Arrivée à la gare, je n’ai pas pu retirer mon billet ruineux à la borne, et j’étais harcelée par une rom impudente et plaintive. Je n’avais pas de monnaie, et pas envie de lui refiler une grosse coupure. Je me suis traînée au guichet pour retirer le fichu billet, puis j’ai voulu prendre un café et un croissant pour essayer de retrouver mes esprits . Le serveur de la croissanterie était complètement allumé, il n’arrivait pas à servir les gens, les faisait attendre des heures, leur parlait d’un ton rogue et a fini par nous déclarer : « Si vous voulez du café au lait ou un capuccino, y en a pas, allez ailleurs ! » La rom, un instant chassée par un vigile, était revenue à l’attaque comme une mouche inlassable qui zonzonait ses plaintes mécaniques. Elle était escortée par une folle qui vaticinait et insultait tout le monde. Ayant cassé mon billet de 20 €, j’ai en ai filé 5 à l’horrible rom qui n’est pas du tout allée s’offrir un petit dej comme elle prétendait le faire, et je me suis souvenue du jeune homme bien français que j’avais vu, la dernière fois, fouiller dans les poubelles, et à qui j’en avais offert un sans qu’il l'eût demandé, et sans que j'eusse à regretter mon pognon. « Donne-moi un p’tit billet, geignait la créature.
- Des p’tits billets j’en ai qu’un, je suis retraitée, qu’est-ce que vous croyez, que nous sommes tous richissimes ? Tiens, prends-le et fiche-moi la paix ! »
Il y a des moments où voir le visage du Christ dans celui de son prochain n’est pas simple, surtout en France.
La folle, lassée d’emmerder la rom, s’en est prise à moi, me reprochant de ne pas lui donner de travail, et de ne pas l’aider financièrement, et insultant ceux qui se trouvaient sur son passage. Il me semblait faire un cauchemar sordide et grotesque, bienvenue à la maison. Comment se fait-il qu'une femme dans cet état rôde dans une gare où tout le monde l'engueule, au lieu d'être prise en charge par un hôpital?
Dans le train lui-même, je me suis aperçue que la Russie m’avait donné de mauvaises habitudes. Chargée comme un âne, je me suis fait apostropher par une vieille noire qui me demandait de l’aider à soulever sa valise sur une étagère : «Ici, c’est les vieux qui aident les vieux, si je comprends bien ? » me suis-je exclamée. Eh bien oui, ou plutôt la vieille blanche  a aidé la vieille noire, sous le regard d’un quadragénaire souriant qui n’a aidé ni l’une ni l’autre. Et moi je me suis démerdée toute seule, comme d’habitude.

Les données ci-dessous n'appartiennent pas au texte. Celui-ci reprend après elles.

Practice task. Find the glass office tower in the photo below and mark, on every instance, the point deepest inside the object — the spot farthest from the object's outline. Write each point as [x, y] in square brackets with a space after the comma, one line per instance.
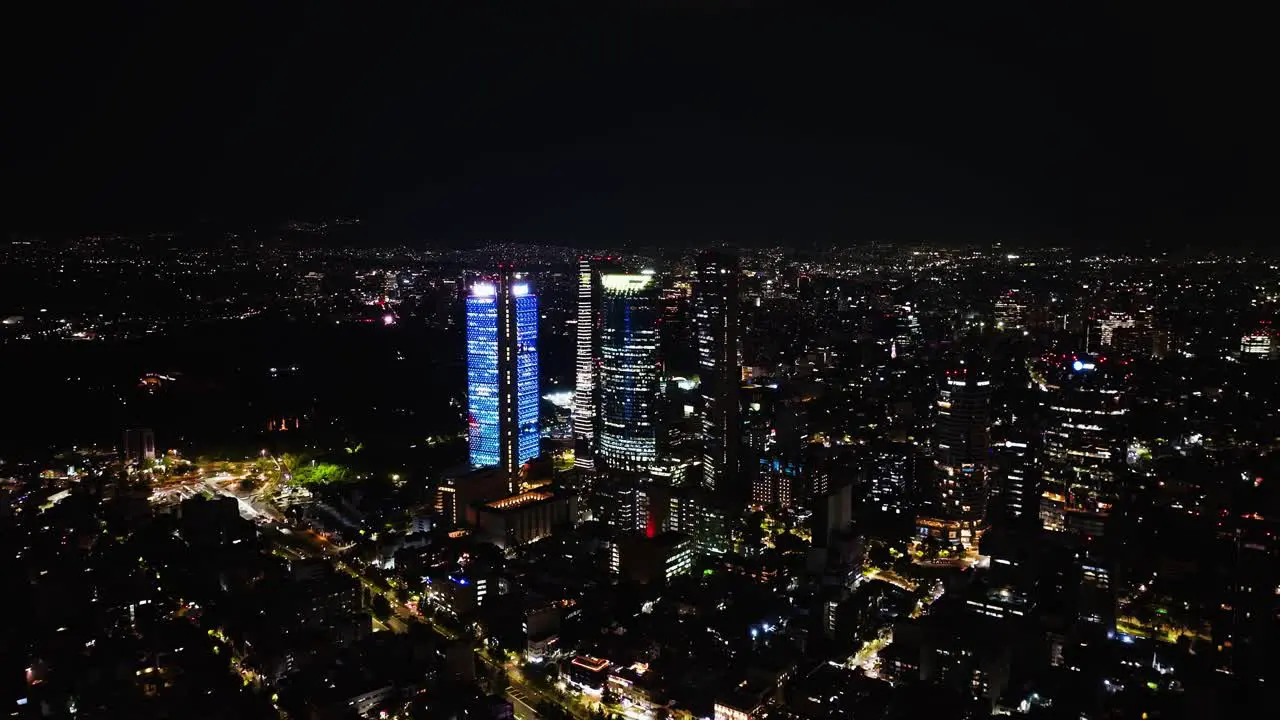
[502, 373]
[629, 372]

Je crois que malgré la rudesse du climat, Pereslavl Zalesski, c’est quand même la planque.
Le taxi m’a parlé du vilain Assad qui gazait les petits enfants, il l’avait vu à la télé. Je lui ai démonté son truc, et l’ai laissé convaincu qu’on lui racontait des craques, mais à mon avis, son prochain client le persuadera du contraire. "Je l'ai vu à la télé", c'est l'argument massue. Avant, on croyait ceux qui juraient sur la Bible maintenant, on croit ceux qu'on voit à la télé.